A new study finds that contrary to recent remarks by Australia’s Citizenship and Multiculturalism Minister Alan Tudge, refugees and new immigrants are having a relatively easy time integrating.
The study was funded by the Australian Research Council and the findings are the first to result from a three-year study of settlement outcomes of recently arrived refugees in New South Wales, Victoria and Queensland.
The study found that refugees and new immigrants are integrating particularly well in regional areas, reports the Guardian.
Tudge recently said that migrants who live together “largely communicate in their mother tongue [and] are slower integrating,” but “the research found that refugees were welcomed by their new communities, found it ‘easy’ to get along, and felt a strong sense of belonging to their new homes,” the Guardian reported.
Additional information about the study’s findings is available here.
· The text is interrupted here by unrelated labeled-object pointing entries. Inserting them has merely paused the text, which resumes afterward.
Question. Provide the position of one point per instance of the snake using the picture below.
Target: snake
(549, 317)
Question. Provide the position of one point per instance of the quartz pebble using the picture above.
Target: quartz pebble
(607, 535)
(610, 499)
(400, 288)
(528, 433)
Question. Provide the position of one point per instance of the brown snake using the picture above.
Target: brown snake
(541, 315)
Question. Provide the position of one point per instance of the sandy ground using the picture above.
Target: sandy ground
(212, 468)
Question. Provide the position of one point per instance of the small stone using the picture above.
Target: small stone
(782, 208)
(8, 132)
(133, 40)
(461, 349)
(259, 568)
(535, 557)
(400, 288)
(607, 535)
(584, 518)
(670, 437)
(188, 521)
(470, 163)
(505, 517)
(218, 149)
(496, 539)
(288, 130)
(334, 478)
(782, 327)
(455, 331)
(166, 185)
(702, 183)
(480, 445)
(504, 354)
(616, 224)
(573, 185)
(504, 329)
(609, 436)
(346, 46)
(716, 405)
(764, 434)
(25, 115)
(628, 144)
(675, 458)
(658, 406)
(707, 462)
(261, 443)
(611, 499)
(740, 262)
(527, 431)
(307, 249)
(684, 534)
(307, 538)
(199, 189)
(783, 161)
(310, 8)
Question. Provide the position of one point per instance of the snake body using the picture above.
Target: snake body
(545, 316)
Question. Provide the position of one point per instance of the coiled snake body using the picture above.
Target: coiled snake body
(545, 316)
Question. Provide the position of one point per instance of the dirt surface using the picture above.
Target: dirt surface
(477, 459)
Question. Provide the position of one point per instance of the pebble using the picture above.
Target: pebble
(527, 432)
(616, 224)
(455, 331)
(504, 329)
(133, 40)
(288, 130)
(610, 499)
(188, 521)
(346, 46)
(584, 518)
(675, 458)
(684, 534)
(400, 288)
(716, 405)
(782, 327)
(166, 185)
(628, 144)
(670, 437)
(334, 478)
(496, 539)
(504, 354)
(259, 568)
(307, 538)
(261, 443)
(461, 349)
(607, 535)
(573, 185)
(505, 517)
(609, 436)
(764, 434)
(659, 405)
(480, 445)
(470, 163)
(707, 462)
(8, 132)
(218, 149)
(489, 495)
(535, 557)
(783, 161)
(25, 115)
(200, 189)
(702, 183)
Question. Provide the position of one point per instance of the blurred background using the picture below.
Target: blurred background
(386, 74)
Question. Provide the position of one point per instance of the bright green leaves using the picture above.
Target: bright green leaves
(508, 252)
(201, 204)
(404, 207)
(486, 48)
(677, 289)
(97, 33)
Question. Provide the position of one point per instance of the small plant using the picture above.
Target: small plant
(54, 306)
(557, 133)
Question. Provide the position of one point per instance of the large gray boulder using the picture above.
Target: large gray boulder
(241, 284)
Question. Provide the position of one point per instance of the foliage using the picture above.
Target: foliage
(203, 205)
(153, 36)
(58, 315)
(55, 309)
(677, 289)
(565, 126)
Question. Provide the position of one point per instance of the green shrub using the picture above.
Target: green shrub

Australia’s policy on refugees has come under fire
Australia’s policy of placing refugees and asylum-seekers on Pacific Islands in harsh conditions has come under increasing fire in recent years.
Protests against the policy occurred last month in Australia.
“Thousands protested in cities across Australia on Saturday to mark five years of a policy under which asylum-seekers and migrants have been turned away and detained on remote Pacific islands,” the New York Times reported.
“Messages were read aloud from those still languishing in deteriorating conditions on the islands, years after being detained,” the Times reported.
“The policy that was introduced in 2013, to expel people – the ‘Fortress Australia’ policy that they [the government] put in place – that has to go,” rally organiser Ian Rintoul from the Refugee Action Coalition said at the protest in Sydney, reports Al Jazeera in a July 21 post on its website.